Every so often I like to give myself a dose of reality by watching shows where reality is shown in all its glory (good and bad).  I am sensitive to animal rights issues for instance so I do watch shows on rescues of abused animals, puppy mill atrocities, factory farm clips, etc. even though it churns my stomach and makes me cry.  I watch so that I don't forget that these issues continue even if I don't witness them everyday.  For a lot of people it is easy to cope with certain realities if they can't see them, but for me out of sight is NOT out of mind.  I totally understand that we all choose our own moral compass to live by and for me seeing *reality* is a way I choose to keep my compass in check.  Actually, viewing these types of things has allowed me to form my compass and allows me to feel good about my decisions.

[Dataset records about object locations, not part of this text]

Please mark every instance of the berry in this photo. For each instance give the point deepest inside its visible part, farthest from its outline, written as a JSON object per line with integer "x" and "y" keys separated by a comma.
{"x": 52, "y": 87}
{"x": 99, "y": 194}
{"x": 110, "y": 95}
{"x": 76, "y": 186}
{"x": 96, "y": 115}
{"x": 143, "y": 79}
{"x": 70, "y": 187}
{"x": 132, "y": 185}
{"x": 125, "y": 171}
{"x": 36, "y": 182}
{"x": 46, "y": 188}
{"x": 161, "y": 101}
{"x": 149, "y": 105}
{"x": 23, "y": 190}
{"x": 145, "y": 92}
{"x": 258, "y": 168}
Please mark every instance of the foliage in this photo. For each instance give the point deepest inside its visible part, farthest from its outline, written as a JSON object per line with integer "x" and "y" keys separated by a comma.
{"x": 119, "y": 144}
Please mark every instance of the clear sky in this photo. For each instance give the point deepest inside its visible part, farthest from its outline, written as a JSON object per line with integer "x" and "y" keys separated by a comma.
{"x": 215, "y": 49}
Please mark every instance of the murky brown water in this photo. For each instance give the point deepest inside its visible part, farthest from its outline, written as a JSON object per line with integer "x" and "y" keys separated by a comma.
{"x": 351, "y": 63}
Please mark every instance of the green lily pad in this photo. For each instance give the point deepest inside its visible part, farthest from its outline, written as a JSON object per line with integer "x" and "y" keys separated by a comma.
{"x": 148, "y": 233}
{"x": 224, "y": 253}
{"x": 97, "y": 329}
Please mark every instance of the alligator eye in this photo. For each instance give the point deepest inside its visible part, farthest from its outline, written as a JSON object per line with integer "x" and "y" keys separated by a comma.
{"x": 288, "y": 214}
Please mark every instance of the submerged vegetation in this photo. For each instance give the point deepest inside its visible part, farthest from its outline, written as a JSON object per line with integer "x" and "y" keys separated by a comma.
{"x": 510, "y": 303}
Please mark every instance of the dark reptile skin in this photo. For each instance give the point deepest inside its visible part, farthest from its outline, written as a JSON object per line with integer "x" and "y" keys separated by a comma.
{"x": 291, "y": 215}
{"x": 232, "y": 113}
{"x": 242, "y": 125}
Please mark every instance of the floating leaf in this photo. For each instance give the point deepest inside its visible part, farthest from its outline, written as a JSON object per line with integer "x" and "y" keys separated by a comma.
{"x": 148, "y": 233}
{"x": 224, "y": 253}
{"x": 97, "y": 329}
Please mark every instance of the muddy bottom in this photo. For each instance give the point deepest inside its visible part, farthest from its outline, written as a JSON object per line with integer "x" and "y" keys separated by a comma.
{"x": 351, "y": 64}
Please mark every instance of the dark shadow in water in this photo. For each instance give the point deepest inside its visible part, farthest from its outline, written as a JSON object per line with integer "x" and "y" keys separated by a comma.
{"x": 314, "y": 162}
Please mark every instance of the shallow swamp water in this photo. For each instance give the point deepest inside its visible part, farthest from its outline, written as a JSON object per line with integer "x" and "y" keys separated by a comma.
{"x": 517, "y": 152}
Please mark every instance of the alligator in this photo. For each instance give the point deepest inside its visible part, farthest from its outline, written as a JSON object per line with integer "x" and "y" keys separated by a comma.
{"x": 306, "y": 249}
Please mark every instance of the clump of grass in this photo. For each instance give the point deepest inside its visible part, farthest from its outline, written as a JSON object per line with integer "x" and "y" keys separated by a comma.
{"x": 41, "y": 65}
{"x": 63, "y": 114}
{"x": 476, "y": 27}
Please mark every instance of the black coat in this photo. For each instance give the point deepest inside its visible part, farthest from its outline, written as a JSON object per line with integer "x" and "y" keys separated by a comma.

I use this same philosophy for other parts of my life - for instance what it is going to be like to be in labor .  I tune in to some of those shows on TLC that show women in labor to prepare myself for this day.  Yep, it is true several people have told me this is a bad idea, but for me, I like that in your face reality so I watch anyway.  I figure if I see all of these different women over the next few months going through this ordeal I can at least form a baseline to go by.  You can read all you want, but hearing and seeing real experiences brings it home.  I like to expect the worst and then be happy if the worst doesn't happen to me.  I watched a show today that followed 2 women and I'm pretty sure that between the 2 of them "this hurts" was said 100 times in a 1/2 hour.  I also heard an "I can't do it" "Get it out of me" and the nurse stated at one point you are in the "ring of fire" stage.  Anything called ring of fire sounds pretty pretty painful....  Now of course they survived and looked fine a few days later with their bundles of joy.  However, I'm still stuck on the "ring of fire" comment.... so I've decided that mentally today I am going to focus my efforts on creating a time machine so that I can go back to january and maybe rethink this whole thing.  We all know I'm a super wimp so what was I thinking when I thought I could handle this... I shake with anxiety just going to the dentist.  Kevin must have used some voodoo magic to talk me in to this - that is the only rational conclusion.  So I'm off to watch the Back to the Future movies so that I can create a flux capacitor and create my own time machine.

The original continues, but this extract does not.